Vivre ici à Kinshasa [l'auteur est actuellement en mission à Kinshasa, Ndlr] donne une idée du malheur dans lequel Gbagbo est en train de précipiter son peuple : ce ne sera plus jamais comme avant, le pays va se retrouver appauvri, avec des morts, devant des ruines – magasins, entrepôts, usines, fermes – et dans une instabilité grandissante. À long terme, les plus malheureux seront les Ivoiriens qui se retrouveront désemparés, sans moyens, et surtout sans dirigeants capables ni honnêtes.
À quand le désengagement des troupes françaises ? Vont-elles rester longtemps investies d'un mandat international ? Est-ce vraiment souhaitable tant que se trouve au pouvoir un ennemi de la France ? De toutes façons il faudra bien que les Casques bleus prennent le relais tôt ou tard, en attendant que l'armée ivoirienne elle-même domine la situation (photo : le sac de l'hôtel Ivoire après l'évacuation des civils Français, le 9 novembre).
On imagine facilement ce qui en sortira, guerre ethnique et massacres, mais à quoi bon maintenir un semblant de paix complètement artificielle ? Pourquoi imposer l'ordre à des fous qui le refusent absolument, et exposer leur propres ressortissants, civils et militaires ? En face de dirigeants d'une mauvaise foi criante – " les avions ivoiriens n'étaient pas de sortie le jour du bombardement " - quels arguments un pays occidental peut-il opposer ?

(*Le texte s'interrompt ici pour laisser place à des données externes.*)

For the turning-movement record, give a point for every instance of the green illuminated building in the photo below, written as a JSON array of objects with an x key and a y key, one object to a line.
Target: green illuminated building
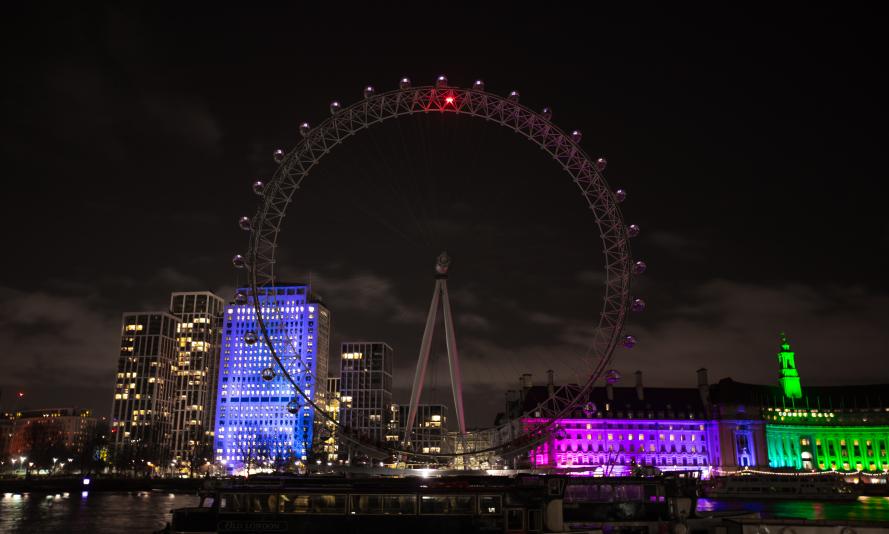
[
  {"x": 789, "y": 377},
  {"x": 843, "y": 428}
]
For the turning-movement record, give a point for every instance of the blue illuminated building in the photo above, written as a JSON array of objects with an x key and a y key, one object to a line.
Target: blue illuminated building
[{"x": 254, "y": 427}]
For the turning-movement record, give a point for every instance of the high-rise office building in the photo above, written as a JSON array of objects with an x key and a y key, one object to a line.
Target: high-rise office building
[
  {"x": 332, "y": 405},
  {"x": 141, "y": 414},
  {"x": 256, "y": 423},
  {"x": 366, "y": 388},
  {"x": 195, "y": 375}
]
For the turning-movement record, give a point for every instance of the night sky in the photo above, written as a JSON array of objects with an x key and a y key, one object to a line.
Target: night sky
[{"x": 752, "y": 144}]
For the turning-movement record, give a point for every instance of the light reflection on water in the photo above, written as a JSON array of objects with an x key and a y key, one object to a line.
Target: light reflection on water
[
  {"x": 101, "y": 513},
  {"x": 137, "y": 512},
  {"x": 865, "y": 508}
]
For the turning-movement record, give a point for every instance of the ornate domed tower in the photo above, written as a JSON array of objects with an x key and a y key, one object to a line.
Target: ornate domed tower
[{"x": 788, "y": 377}]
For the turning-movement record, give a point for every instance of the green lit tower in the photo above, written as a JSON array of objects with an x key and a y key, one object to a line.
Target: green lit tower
[{"x": 789, "y": 376}]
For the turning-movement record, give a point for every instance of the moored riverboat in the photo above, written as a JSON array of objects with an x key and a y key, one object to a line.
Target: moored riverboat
[
  {"x": 825, "y": 487},
  {"x": 523, "y": 504}
]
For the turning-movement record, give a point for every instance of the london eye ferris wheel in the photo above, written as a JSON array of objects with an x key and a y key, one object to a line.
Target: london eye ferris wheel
[{"x": 514, "y": 435}]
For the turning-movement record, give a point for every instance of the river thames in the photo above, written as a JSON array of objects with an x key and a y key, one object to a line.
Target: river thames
[{"x": 137, "y": 512}]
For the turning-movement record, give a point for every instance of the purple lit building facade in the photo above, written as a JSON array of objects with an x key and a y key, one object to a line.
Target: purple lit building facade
[{"x": 623, "y": 428}]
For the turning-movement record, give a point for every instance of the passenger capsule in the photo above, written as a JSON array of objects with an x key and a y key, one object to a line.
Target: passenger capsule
[
  {"x": 601, "y": 163},
  {"x": 620, "y": 195},
  {"x": 633, "y": 230}
]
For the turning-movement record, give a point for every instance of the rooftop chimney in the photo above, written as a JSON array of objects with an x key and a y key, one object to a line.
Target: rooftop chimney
[
  {"x": 526, "y": 381},
  {"x": 550, "y": 385},
  {"x": 704, "y": 389},
  {"x": 640, "y": 392}
]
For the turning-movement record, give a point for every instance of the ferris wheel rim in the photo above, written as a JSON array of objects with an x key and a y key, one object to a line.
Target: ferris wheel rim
[{"x": 538, "y": 128}]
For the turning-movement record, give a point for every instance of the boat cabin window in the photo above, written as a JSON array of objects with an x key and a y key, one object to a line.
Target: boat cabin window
[
  {"x": 515, "y": 520},
  {"x": 535, "y": 521},
  {"x": 291, "y": 503},
  {"x": 260, "y": 503},
  {"x": 400, "y": 504},
  {"x": 447, "y": 504},
  {"x": 490, "y": 504},
  {"x": 384, "y": 504}
]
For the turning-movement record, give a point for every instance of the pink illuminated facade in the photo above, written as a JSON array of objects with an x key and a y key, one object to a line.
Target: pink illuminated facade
[{"x": 616, "y": 445}]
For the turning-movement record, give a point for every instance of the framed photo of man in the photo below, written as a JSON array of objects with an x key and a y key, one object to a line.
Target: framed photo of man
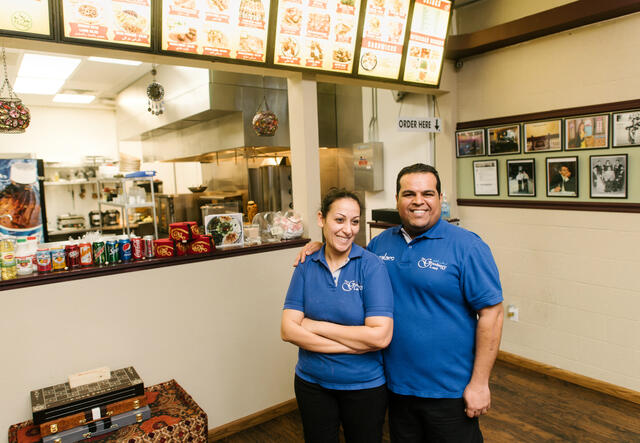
[
  {"x": 504, "y": 140},
  {"x": 562, "y": 176},
  {"x": 626, "y": 128},
  {"x": 590, "y": 132},
  {"x": 545, "y": 136},
  {"x": 521, "y": 177},
  {"x": 470, "y": 143},
  {"x": 485, "y": 177},
  {"x": 608, "y": 176}
]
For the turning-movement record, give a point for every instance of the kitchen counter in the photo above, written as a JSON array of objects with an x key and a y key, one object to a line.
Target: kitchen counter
[
  {"x": 212, "y": 322},
  {"x": 138, "y": 265}
]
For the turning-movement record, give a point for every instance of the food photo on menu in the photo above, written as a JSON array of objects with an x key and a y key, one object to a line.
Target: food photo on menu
[{"x": 123, "y": 21}]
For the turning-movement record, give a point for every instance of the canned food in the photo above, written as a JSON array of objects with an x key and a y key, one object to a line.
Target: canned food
[
  {"x": 124, "y": 249},
  {"x": 137, "y": 251},
  {"x": 113, "y": 256},
  {"x": 43, "y": 260},
  {"x": 163, "y": 247},
  {"x": 193, "y": 229},
  {"x": 147, "y": 244},
  {"x": 99, "y": 253},
  {"x": 86, "y": 254},
  {"x": 72, "y": 253},
  {"x": 179, "y": 232},
  {"x": 58, "y": 258}
]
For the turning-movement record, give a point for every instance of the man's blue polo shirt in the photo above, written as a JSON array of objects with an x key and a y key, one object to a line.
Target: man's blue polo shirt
[
  {"x": 363, "y": 290},
  {"x": 440, "y": 280}
]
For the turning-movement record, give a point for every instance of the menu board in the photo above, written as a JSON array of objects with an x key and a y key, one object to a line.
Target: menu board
[
  {"x": 317, "y": 34},
  {"x": 30, "y": 16},
  {"x": 385, "y": 24},
  {"x": 426, "y": 41},
  {"x": 126, "y": 22},
  {"x": 223, "y": 28}
]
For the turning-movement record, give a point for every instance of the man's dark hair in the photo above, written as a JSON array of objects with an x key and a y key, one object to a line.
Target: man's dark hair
[
  {"x": 336, "y": 194},
  {"x": 419, "y": 168}
]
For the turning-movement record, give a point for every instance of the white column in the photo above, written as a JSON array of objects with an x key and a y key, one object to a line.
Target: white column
[{"x": 305, "y": 163}]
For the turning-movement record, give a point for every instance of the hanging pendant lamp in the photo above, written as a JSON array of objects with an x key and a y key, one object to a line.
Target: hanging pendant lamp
[
  {"x": 155, "y": 95},
  {"x": 14, "y": 116}
]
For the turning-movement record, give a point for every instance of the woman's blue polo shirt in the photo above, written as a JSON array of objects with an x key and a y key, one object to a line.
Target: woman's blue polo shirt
[
  {"x": 363, "y": 290},
  {"x": 440, "y": 279}
]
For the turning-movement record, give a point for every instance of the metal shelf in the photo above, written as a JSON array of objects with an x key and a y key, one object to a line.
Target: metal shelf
[{"x": 124, "y": 182}]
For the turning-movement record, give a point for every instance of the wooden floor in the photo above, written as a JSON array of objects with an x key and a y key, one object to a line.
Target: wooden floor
[{"x": 527, "y": 407}]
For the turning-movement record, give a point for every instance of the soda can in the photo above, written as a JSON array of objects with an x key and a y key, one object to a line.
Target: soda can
[
  {"x": 86, "y": 254},
  {"x": 148, "y": 246},
  {"x": 43, "y": 260},
  {"x": 113, "y": 256},
  {"x": 137, "y": 251},
  {"x": 124, "y": 249},
  {"x": 99, "y": 253},
  {"x": 72, "y": 253},
  {"x": 58, "y": 260}
]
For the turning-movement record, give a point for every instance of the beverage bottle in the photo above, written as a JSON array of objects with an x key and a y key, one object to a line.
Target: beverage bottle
[
  {"x": 445, "y": 210},
  {"x": 32, "y": 241},
  {"x": 24, "y": 261},
  {"x": 8, "y": 257}
]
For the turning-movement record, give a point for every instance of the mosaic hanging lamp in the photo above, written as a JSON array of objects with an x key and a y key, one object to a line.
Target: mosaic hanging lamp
[
  {"x": 265, "y": 121},
  {"x": 155, "y": 95},
  {"x": 14, "y": 116}
]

Et maintenant ? La Côte d'Ivoire rejoint ainsi la cohorte des pays malmenés par des dirigeants vaniteux et corrompus, qui ne se soucient pas le moins du monde de leur peuple, et n'ont comme objectifs que le pouvoir et l'argent. Le plus possible et le plus longtemps possible. La situation pitoyable du pays sert même à tendre la main en culpabilisant les pays du Nord, opération fort rentable au demeurant : Union européenne, Banque mondiale, Programmes alimentaires déversent sans fin nourriture et fonds, réhabilitant routes, ponts, pistes d'aéroports etc. pendant que les ressources du pays vont dans les poches des dirigeants : l'électricité vendue à l'étranger par la RDC ne sert ni à l'alimentation des Congolais ni même à l'entretien du réseau : nombreux sont les foyers sans électricité, et encore plus nombreuses sont les coupures qui entravent une économie déjà si modeste : menuisiers, couturiers sont sans cesse en " chômage technique " par manque de courant. C'est le règne de la gabegie (1).

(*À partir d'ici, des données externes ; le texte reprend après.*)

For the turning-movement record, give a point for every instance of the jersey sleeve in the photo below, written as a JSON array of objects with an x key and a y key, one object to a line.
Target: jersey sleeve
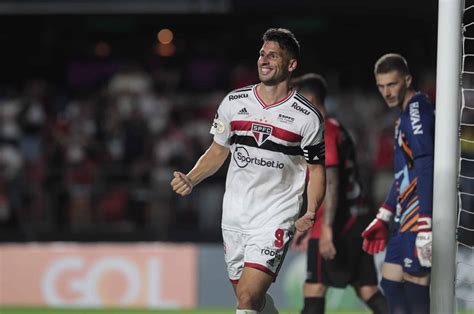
[
  {"x": 421, "y": 142},
  {"x": 221, "y": 128},
  {"x": 312, "y": 143},
  {"x": 392, "y": 198}
]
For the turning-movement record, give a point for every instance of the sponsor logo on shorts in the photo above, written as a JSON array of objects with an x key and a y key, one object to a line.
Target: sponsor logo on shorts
[
  {"x": 242, "y": 159},
  {"x": 238, "y": 96},
  {"x": 276, "y": 256}
]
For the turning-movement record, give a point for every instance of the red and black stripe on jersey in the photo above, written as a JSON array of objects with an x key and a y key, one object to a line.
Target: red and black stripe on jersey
[
  {"x": 313, "y": 154},
  {"x": 309, "y": 106}
]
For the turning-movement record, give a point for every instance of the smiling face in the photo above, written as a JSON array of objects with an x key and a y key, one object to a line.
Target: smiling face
[
  {"x": 393, "y": 87},
  {"x": 274, "y": 65}
]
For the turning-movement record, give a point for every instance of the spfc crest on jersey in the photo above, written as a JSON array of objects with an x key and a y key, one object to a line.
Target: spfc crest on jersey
[{"x": 261, "y": 132}]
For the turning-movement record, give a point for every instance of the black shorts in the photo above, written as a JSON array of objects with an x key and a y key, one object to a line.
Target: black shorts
[{"x": 351, "y": 266}]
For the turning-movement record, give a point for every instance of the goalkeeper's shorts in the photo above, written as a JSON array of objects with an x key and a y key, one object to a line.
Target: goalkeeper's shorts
[
  {"x": 262, "y": 249},
  {"x": 401, "y": 250}
]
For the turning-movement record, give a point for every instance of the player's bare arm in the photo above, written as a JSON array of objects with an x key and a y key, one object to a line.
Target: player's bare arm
[
  {"x": 316, "y": 192},
  {"x": 206, "y": 166},
  {"x": 326, "y": 244}
]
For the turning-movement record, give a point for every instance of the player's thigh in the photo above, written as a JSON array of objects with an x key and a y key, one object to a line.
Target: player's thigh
[
  {"x": 234, "y": 252},
  {"x": 254, "y": 282},
  {"x": 266, "y": 249},
  {"x": 392, "y": 272},
  {"x": 364, "y": 273},
  {"x": 420, "y": 279},
  {"x": 411, "y": 263},
  {"x": 313, "y": 263}
]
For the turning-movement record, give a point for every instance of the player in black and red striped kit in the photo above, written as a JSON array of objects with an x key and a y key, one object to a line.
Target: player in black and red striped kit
[{"x": 334, "y": 245}]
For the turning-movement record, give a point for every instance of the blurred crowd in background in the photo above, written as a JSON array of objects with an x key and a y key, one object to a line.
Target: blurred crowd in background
[{"x": 89, "y": 138}]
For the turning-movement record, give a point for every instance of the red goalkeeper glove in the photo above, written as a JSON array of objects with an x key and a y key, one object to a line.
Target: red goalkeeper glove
[
  {"x": 376, "y": 234},
  {"x": 424, "y": 241}
]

Mais il faut bien admettre que le développement devra se faire de l'intérieur, à l'initiative des nationaux. L'aide internationale permet seulement aux populations de survivre ; on pourra toujours refaire des routes, doter de matériel les hôpitaux, mettre des bancs dans les écoles, ou distribuer des vivres, cela ne résoudra pas les problèmes du sous-développement ; par contre cela entretient une mentalité d'assistés : l'Occident est mis en demeure de parer à toutes les situations dramatiques, quelles soient d'origines naturelles, ou qu'elles aient été provoquées par l'incurie, l'avidité, ou la cruauté des chefs d'États. Il y a bien longtemps qu'on le constatait : " L'Afrique est mal partie " ; c'est vrai, et il lui faudra des siècles pour émerger. Notre Europe a connu une histoire mouvementée elle aussi, et elle ne s'est pas construite en quelques décennies.

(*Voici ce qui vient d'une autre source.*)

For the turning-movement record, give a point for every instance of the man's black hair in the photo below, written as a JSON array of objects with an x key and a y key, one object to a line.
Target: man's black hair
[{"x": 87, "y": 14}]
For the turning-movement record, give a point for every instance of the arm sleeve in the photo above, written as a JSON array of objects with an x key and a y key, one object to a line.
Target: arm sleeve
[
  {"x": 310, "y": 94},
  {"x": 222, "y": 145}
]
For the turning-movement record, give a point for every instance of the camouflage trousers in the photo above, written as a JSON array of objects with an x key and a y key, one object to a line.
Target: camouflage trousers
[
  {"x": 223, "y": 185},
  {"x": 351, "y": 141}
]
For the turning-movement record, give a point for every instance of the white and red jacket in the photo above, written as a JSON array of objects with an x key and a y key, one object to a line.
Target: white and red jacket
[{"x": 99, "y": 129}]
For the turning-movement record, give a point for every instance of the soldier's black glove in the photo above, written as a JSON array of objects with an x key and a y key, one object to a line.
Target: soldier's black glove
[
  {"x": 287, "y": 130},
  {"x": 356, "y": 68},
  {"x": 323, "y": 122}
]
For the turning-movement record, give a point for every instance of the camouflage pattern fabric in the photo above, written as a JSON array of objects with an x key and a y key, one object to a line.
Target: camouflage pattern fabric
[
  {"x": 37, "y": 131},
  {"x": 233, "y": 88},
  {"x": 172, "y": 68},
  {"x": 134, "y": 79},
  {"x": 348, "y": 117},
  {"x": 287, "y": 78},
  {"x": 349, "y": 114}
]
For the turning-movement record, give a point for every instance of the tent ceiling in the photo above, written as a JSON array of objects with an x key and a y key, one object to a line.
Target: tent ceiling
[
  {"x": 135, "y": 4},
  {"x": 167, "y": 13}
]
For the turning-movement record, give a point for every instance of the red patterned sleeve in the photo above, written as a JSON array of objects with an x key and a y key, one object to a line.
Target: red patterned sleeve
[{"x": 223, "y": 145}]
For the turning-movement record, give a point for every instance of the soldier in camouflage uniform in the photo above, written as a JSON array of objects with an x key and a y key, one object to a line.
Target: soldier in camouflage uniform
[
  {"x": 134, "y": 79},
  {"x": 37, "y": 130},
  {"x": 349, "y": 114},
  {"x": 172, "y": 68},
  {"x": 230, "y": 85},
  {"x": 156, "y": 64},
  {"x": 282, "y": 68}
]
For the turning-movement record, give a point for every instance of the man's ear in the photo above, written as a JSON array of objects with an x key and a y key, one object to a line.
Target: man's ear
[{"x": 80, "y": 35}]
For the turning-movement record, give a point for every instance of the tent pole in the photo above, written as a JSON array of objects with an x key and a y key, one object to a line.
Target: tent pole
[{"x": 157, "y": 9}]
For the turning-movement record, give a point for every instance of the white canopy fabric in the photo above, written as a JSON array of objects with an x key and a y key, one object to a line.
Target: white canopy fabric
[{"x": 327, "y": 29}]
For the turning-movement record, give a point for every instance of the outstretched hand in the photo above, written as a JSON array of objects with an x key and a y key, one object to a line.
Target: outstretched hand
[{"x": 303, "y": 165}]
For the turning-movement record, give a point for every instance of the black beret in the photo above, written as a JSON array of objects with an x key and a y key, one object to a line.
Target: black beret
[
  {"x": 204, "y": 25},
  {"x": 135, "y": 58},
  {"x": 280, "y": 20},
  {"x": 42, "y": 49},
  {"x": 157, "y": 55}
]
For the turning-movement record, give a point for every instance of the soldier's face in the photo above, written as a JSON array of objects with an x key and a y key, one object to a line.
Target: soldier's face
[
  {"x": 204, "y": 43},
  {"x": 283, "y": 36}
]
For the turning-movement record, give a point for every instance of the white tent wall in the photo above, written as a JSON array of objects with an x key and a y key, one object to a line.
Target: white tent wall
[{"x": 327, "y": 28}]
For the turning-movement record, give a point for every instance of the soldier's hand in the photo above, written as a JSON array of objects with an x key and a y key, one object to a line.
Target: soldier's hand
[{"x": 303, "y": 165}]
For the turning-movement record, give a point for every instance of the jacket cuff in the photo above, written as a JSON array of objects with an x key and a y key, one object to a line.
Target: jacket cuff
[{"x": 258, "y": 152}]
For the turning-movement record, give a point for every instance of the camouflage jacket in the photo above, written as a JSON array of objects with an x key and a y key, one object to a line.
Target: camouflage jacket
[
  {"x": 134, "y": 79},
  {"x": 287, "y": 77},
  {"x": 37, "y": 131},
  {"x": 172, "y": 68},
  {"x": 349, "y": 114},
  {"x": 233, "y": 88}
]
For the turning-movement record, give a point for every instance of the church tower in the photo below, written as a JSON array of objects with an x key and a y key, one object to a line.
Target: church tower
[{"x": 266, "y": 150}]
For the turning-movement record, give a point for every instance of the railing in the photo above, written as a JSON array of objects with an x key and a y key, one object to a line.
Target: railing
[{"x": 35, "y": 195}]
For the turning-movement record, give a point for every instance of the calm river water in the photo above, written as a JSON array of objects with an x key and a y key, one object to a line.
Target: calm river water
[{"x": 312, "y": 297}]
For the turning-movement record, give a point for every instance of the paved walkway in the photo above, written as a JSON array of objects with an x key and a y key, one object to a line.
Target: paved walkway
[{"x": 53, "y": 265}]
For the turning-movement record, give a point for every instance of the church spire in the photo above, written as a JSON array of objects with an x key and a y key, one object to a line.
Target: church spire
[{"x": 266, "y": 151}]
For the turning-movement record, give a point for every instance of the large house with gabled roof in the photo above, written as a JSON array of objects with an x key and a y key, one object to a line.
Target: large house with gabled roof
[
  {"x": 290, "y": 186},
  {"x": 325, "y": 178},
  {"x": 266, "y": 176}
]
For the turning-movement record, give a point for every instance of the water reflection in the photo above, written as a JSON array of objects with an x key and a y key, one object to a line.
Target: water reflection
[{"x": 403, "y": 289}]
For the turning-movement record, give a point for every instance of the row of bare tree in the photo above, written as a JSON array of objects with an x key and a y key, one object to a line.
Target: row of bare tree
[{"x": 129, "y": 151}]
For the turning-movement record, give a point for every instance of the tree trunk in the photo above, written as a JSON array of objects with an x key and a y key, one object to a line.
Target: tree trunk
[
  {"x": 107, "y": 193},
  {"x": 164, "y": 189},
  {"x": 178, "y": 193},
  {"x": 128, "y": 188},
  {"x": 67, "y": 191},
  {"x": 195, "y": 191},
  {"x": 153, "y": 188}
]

La période coloniale n'aura été qu'une parenthèse de moins d'un siècle, et ces pays connaissent un recul certain de leurs conditions de vie ; cependant, cela semble une étape nécessaire à une indispensable maturation : la Côte d'Ivoire va se retrouver, comme le Congo, un pays riche où les gens sont pauvres, où le peuple dépense une énergie considérable pour survivre, mais prend conscience que son sort dépend de ses dirigeants.
Que faire ? demeurer en relation avec des ONG qui encouragent et soutiennent des microréalisations d'initiatives locales ; et prier pour qu'émergent des gouvernants dignes de ce nom, honnêtes, travailleurs, et désintéressés.
Rendez-vous dans un siècle...
Note (1) En Côte d'Ivoire le Président s'est même servi de la privation d'électricité comme arme de guerre : le Nord, opposant, a pu déplorer des morts dans ses hôpitaux et ses maternités. L'ère des tyrans n'est pas révolue.